Traces are best viewed using PerfView on Windows. Note that we're currently looking into porting the analysis pieces of PerfView to Linux so that the entire investigation can occur on Linux.

Open the Trace File

  1. Copy the trace.zip file from Linux to a Windows machine.

  2. Download PerfView from http://aka.ms/perfview.

  3. Run PerfView.exe

    PerfView.exe <path to trace.zip file>

Select a View

PerfView will display the list of views that are supported based on the data contained in the trace file.

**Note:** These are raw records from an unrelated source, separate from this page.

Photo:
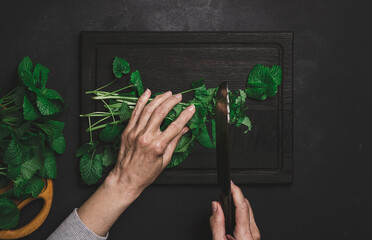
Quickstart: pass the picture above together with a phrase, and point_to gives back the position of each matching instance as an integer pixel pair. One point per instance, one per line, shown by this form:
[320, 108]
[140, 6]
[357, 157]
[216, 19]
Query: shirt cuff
[73, 228]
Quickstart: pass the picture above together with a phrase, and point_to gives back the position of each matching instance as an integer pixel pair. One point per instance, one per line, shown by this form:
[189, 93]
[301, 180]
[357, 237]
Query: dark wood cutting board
[173, 60]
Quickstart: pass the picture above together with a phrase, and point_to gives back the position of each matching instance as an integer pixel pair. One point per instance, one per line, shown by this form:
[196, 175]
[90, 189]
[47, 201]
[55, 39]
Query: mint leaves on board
[101, 152]
[30, 138]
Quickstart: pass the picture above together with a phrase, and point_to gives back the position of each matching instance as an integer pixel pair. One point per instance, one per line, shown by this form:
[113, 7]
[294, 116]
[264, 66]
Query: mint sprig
[262, 83]
[30, 138]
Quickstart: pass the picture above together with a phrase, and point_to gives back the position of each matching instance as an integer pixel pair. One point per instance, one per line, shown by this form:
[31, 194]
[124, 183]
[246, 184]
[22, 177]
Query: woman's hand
[245, 228]
[144, 153]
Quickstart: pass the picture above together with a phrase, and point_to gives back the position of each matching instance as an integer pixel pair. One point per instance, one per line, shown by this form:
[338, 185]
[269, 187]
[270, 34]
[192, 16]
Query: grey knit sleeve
[72, 228]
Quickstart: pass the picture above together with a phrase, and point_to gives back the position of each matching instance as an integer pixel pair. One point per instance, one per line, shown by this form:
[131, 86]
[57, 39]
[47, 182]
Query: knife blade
[223, 160]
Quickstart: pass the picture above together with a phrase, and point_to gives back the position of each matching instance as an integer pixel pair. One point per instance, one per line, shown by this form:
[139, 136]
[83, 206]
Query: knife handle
[228, 208]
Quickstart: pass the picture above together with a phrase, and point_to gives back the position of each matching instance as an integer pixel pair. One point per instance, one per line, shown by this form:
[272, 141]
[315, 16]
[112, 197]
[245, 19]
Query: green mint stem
[90, 130]
[6, 104]
[122, 88]
[94, 91]
[6, 95]
[113, 118]
[188, 91]
[101, 120]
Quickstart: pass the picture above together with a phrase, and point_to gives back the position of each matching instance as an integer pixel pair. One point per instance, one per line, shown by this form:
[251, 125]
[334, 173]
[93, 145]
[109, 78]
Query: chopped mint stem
[113, 118]
[122, 88]
[104, 86]
[188, 91]
[90, 130]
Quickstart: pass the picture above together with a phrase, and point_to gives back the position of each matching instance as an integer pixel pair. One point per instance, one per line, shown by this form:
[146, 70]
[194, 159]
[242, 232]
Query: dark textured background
[331, 197]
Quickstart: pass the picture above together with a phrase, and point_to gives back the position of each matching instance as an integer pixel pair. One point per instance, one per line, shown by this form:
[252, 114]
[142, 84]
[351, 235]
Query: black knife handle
[228, 208]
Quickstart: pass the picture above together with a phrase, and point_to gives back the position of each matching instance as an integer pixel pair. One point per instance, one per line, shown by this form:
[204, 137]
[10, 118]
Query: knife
[223, 160]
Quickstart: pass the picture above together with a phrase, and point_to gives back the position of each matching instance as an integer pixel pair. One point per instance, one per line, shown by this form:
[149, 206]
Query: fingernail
[214, 206]
[191, 108]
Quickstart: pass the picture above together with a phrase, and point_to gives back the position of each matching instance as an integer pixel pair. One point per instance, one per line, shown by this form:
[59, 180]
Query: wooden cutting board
[173, 60]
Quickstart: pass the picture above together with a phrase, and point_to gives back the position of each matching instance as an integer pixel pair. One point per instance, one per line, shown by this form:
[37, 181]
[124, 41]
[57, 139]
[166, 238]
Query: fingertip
[214, 207]
[191, 108]
[185, 130]
[229, 237]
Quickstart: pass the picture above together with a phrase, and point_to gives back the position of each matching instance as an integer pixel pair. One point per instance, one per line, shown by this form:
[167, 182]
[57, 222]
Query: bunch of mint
[29, 138]
[102, 152]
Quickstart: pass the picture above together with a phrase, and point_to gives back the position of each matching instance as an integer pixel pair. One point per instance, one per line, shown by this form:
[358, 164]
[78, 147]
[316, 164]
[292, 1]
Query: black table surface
[331, 194]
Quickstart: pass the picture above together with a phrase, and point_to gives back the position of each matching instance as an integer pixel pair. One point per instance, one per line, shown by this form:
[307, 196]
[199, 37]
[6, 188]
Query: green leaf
[47, 106]
[263, 81]
[51, 94]
[111, 132]
[13, 153]
[135, 79]
[179, 157]
[86, 149]
[30, 112]
[91, 168]
[40, 75]
[59, 144]
[204, 139]
[25, 65]
[49, 169]
[3, 181]
[120, 67]
[125, 112]
[9, 214]
[27, 79]
[13, 172]
[185, 141]
[108, 156]
[31, 187]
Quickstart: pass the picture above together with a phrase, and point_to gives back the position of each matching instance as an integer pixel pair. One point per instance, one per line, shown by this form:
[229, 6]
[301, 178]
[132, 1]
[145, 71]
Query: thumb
[217, 222]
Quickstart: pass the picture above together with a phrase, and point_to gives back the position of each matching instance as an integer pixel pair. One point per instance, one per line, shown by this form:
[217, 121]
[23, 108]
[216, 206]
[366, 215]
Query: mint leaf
[25, 65]
[184, 143]
[51, 94]
[27, 79]
[46, 106]
[40, 75]
[30, 112]
[9, 214]
[3, 181]
[58, 144]
[30, 166]
[125, 112]
[120, 67]
[135, 79]
[49, 169]
[86, 149]
[204, 139]
[91, 168]
[108, 156]
[111, 132]
[13, 172]
[13, 153]
[263, 81]
[184, 151]
[26, 188]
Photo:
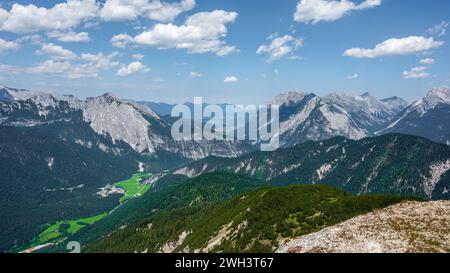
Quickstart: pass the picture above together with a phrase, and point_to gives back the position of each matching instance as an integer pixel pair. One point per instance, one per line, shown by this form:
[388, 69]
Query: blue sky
[176, 50]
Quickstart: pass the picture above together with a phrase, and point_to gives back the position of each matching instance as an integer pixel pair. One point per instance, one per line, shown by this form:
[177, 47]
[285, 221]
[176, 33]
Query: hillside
[253, 222]
[389, 164]
[169, 193]
[403, 228]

  • For CPU investigations, choose CPU stacks.
  • For very detailed GC information, choose GCStats.
  • For per-process/module/method JIT information, choose JITStats.
  • If there is not a view for the information you need, you can try looking for the events in the raw events view. Choose Events.

For more details on how to interpret views in PerfView, see help links in the view itself, or from the main window in PerfView choose Help->Users Guide.

Extra Information

This information is not strictly required to collect and analyze traces, but is provided for those who are interested.

Prerequisites

Perfcollect will alert users to any prerequisites that are not installed and offer to install them. Prerequisites can be installed automatically by running:

sudo ./perfcollect install

The current prerequisites are:

  1. perf: Also known as perf_event, the Linux Performance Events sub-system and companion user-mode collection/viewer application. perf is part of the Linux kernel source, but is not usually installed by default.
  2. LTTng: Stands for "Linux Tracing Toolkit Next Generation", and is used to capture event data emitted at runtime by CoreCLR. This data is then used to analyze the behavior of various runtime components such as the GC, JIT and thread pool.